Ajariyakhajorn C, Mammen M P, Endy T P, Gettayacamin M, Nisalak A, Nimmannitya S, Libraty D H
United States Army Medical Component, Armed Forces Research Institute of Medical Sciences, Bangkok, Thailand.
Antimicrob Agents Chemother. 2005 Nov;49(11):4508-14. doi: 10.1128/AAC.49.11.4508-4514.2005.
Dengue fever and dengue hemorrhagic fever are caused by infection with any one of the four dengue viruses (DVs) and are significant public health burdens throughout the tropics. Higher viremia levels are associated with greater dengue disease severity. A therapeutic intervention to suppress viremia early in DV infection could potentially ameliorate severe disease. Recombinant alpha interferon 2a (rIFN-alpha-2a, Roferon-A) suppressed DV replication in human peripheral blood mononuclear cells in vitro. We therefore examined the effects of rIFN-alpha-2a and pegylated recombinant IFN-alpha-2a (PEG-rIFN-alpha-2a, PEGASYS) on DV serotype 2 (DV-2) viremia in rhesus monkeys. Flavivirus-naïve monkeys were inoculated with DV-2 and randomized to receive a single dose of rIFN-alpha-2a (10 million international units/m2) versus placebo or PEG-rIFN-alpha-2a (6 microg/kg) versus placebo 1 day after the onset of viremia. Serial daily viremia levels were measured, and convalescent-phase DV-2 neutralizing antibody titers were determined. Compared to placebo, a single injection of rIFN-alpha-2a temporarily suppressed DV-2 replication and delayed the time to peak viremia by a median of 3 days. However, measures of total viral burden were not different between the two groups. A single injection of PEG-rIFN-alpha-2a significantly lowered daily viremia levels and improved virus clearance, starting 48 h after administration. There were no significant differences in DV-2 neutralizing antibody titers between the treatment and placebo groups at 30 and 90 days postinfection. Based on their individual effects, future studies should investigate a combination of rIFN-alpha-2a and PEG-rIFN-alpha-2a for suppression of dengue virus viremia and as a potential therapeutic intervention.

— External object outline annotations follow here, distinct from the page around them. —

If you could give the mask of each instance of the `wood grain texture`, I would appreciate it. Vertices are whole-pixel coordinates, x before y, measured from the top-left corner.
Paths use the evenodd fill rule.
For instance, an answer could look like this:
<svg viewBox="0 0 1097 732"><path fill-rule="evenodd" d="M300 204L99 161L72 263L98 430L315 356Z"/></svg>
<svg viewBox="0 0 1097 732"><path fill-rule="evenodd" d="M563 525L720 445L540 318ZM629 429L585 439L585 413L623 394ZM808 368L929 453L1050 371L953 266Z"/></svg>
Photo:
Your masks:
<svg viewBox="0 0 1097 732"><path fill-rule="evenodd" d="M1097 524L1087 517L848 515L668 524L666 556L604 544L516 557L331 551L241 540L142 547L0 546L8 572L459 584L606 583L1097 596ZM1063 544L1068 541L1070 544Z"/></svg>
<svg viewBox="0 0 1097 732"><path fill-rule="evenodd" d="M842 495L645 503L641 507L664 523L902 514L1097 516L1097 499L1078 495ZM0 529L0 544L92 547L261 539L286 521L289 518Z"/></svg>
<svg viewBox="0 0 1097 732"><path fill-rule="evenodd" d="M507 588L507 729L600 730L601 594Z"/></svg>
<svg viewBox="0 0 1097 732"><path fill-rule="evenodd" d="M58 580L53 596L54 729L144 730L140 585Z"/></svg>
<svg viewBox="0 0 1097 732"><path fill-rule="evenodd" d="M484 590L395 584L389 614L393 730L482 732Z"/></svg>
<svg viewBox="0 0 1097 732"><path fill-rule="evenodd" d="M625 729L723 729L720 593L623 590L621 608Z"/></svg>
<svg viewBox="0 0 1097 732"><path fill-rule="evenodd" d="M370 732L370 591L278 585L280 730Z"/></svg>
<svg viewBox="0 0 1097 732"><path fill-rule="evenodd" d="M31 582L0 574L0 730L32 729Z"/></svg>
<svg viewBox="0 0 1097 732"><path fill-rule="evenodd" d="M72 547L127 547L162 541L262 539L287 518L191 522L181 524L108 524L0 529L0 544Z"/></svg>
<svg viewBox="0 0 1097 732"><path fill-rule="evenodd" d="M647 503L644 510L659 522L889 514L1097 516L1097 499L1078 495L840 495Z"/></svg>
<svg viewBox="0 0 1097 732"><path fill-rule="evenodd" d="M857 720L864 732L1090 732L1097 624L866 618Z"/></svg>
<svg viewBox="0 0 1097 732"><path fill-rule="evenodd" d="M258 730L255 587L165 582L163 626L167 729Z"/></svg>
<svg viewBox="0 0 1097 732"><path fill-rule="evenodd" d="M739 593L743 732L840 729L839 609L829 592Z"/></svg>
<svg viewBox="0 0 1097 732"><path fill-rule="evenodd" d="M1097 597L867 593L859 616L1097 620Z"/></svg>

登革热和登革出血热是由感染四种登革病毒(DV)中的任何一种引起的,是整个热带地区重大的公共卫生负担。较高的病毒血症水平与更严重的登革热疾病相关。在DV感染早期抑制病毒血症的治疗干预可能会改善严重疾病。重组α干扰素2a(rIFN-α-2a,罗扰素)在体外可抑制人外周血单核细胞中的DV复制。因此,我们研究了rIFN-α-2a和聚乙二醇化重组α干扰素2a(PEG-rIFN-α-2a,派罗欣)对恒河猴DV血清型2(DV-2)病毒血症的影响。未感染黄病毒的猴子接种DV-2,并在病毒血症发作后1天随机接受单剂量的rIFN-α-2a(1000万国际单位/平方米)与安慰剂对比,或PEG-rIFN-α-2a(6微克/千克)与安慰剂对比。每天测量连续的病毒血症水平,并测定恢复期DV-2中和抗体滴度。与安慰剂相比,单次注射rIFN-α-2a可暂时抑制DV-2复制,并将病毒血症峰值出现时间延迟中位数3天。然而,两组之间的总病毒载量测量结果没有差异。单次注射PEG-rIFN-α-2a可显著降低每日病毒血症水平,并改善病毒清除,从给药后48小时开始。在感染后30天和90天,治疗组和安慰剂组之间的DV-2中和抗体滴度没有显著差异。基于它们各自的作用,未来的研究应该探讨rIFN-α-2a和PEG-rIFN-α-2a联合使用以抑制登革病毒血症,并作为一种潜在的治疗干预措施。